AUGUST 28, 2019
by Gail Mccormick, Pennsylvania State University
A gene newly associated with the migratory patterns of golden-winged and blue-winged warblers could lend insight into the longstanding question of how birds migrate across such long distances.
A new study led by researchers at Penn State and the Cornell Lab of Ornithology is the first to combine whole genome sequencing and migration tracking technology to pinpoint a single geneassociated with the complex suite of traits that determine migratory behavior. These findings may have important conservation implications for the declining populations of golden-winged warblers. The paper appears online in the journal Proceedings of the National Academy of Sciences and describes the gene, which is associated with a neurological disorder in humans.
"The great migrations of the world have been inspiring people for hundreds of years," said David Toews, assistant professor of biology at Penn State and leader of the research team. "The migration of birds is particularly fascinating because small species primarily navigate alone, at night, and at high altitudes, so people do not always see it happening.
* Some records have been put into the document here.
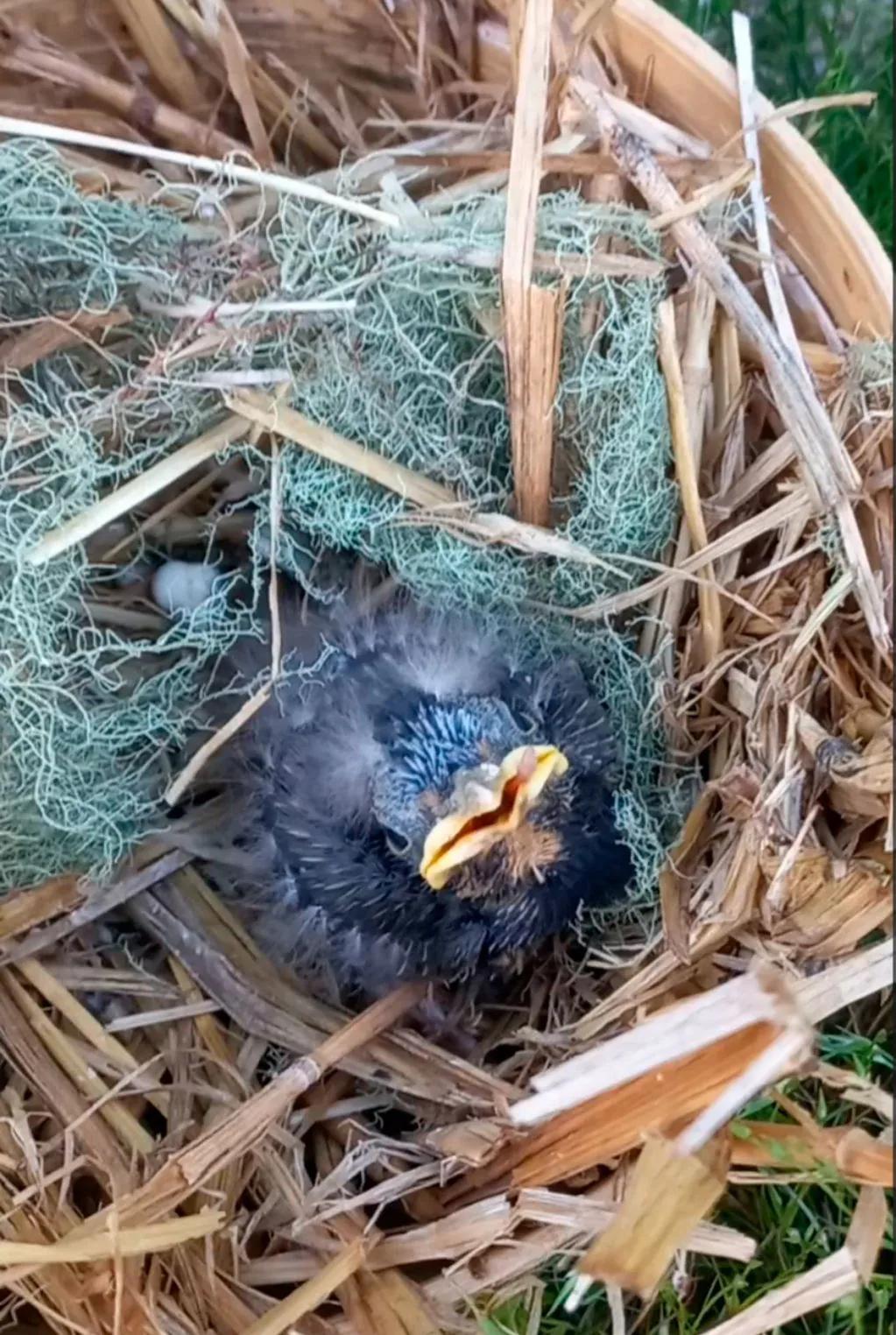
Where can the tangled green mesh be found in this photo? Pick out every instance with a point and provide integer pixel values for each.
(91, 717)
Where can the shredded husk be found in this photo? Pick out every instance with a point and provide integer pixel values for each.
(226, 1151)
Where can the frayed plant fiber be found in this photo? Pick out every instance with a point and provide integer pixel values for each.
(91, 717)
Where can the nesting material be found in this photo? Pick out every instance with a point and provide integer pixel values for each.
(549, 314)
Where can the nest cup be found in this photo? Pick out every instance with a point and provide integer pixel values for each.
(231, 1154)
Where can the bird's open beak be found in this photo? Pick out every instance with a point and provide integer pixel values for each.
(458, 837)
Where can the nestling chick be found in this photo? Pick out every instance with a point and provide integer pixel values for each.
(424, 808)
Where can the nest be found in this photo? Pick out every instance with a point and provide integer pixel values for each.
(236, 1155)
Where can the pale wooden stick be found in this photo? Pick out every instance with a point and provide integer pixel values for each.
(771, 277)
(687, 440)
(311, 1294)
(122, 1242)
(98, 901)
(704, 196)
(532, 316)
(847, 1271)
(180, 785)
(761, 996)
(145, 25)
(803, 107)
(829, 471)
(277, 183)
(338, 449)
(132, 493)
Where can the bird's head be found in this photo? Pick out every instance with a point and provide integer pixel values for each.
(491, 807)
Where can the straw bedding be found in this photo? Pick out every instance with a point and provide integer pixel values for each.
(226, 1152)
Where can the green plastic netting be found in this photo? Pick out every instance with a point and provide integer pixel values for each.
(91, 716)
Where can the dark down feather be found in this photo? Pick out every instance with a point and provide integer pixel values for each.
(331, 789)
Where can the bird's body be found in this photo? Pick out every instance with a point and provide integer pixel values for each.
(343, 785)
They are in your backyard, and then they are gone."
Migration programming in birds is incredibly complex, encompassing a suite of neurological, physiological, and behavioral traits. Researchers have known for a few decades that there is a genetic component to migration. Recent studies in birds have identified large regions of the genome, encompassing hundreds of genes, associated with migration, but it has been more difficult to pinpoint the specific roles of any single gene.